Recent letters have criticized House Bill 1113 as reducing citizen rights and industrial oversight; one characterized it as "the very antithesis of open, honest and transparent government."

A quick read of the bill can cause confusion, but when read as a whole with all other laws pertaining to hearings and ionizing radiation, HB 1113 does exactly the opposite of what the letter-writers assert.

HB 1113 maintains notification and hearing requirements, clarifies the opportunity for appeals and increases the penalties for violations of the law. The North Dakota Department of Health supports HB 1113's proposed changes, which update the 1960s-era law as follows:

■ Clarifies how permitting decisions made by the NDDoH can be appealed to an administrative or district court by the applicant.

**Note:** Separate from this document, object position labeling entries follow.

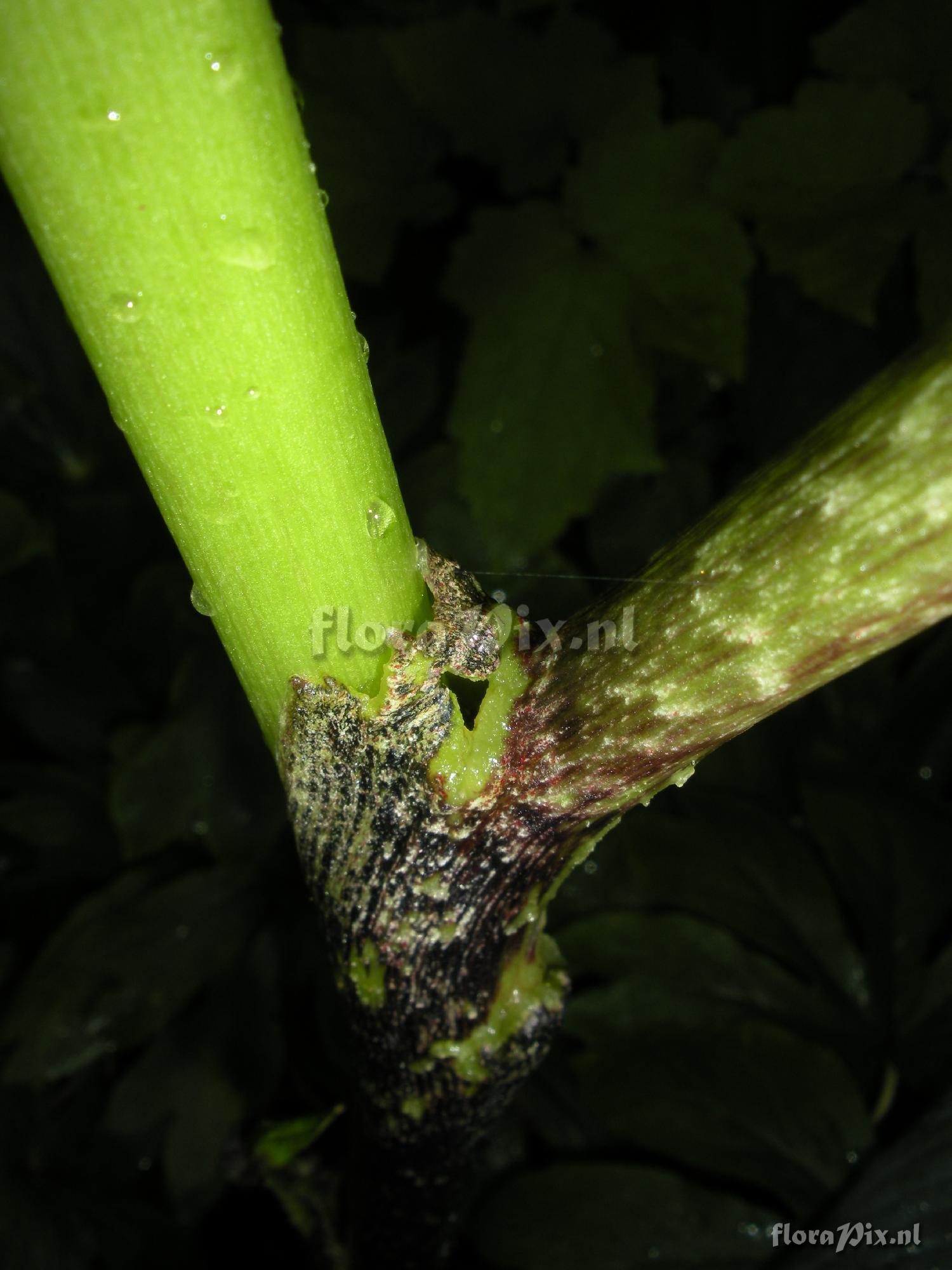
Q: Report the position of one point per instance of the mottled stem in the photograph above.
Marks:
(436, 909)
(836, 553)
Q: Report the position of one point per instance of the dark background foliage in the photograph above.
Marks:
(609, 260)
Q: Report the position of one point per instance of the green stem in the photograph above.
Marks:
(836, 553)
(158, 158)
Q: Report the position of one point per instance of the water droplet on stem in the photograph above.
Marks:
(200, 604)
(380, 518)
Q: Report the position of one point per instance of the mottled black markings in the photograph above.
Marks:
(393, 868)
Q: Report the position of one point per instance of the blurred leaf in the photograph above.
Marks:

■ Increases civil penalties $10,000 to $12,500 per day, per violation, for violations of the law, and lets the state pursue violations as a Class C felony. There are no felony provisions in the current law.

■ Maintains the public participation process requiring adequate notice and opportunity for comment. It does not allow the department to "ask for public comment only when it wants to," as one letter-writer asserted.

■ Declares that all applicant records and data are open records under state law unless they are otherwise protected by federal confidentiality laws. Currently, companies may request that their records remain confidential even if no other federal protections apply. And rather than make "virtually any information about radioactive materials and radioactive waste in North Dakota confidential," the amendment makes all records open unless exempt or confidential under federal or state law.

HB 1113, if passed, will provide greater transparency and enhance oversight of the sources of ionizing radiation.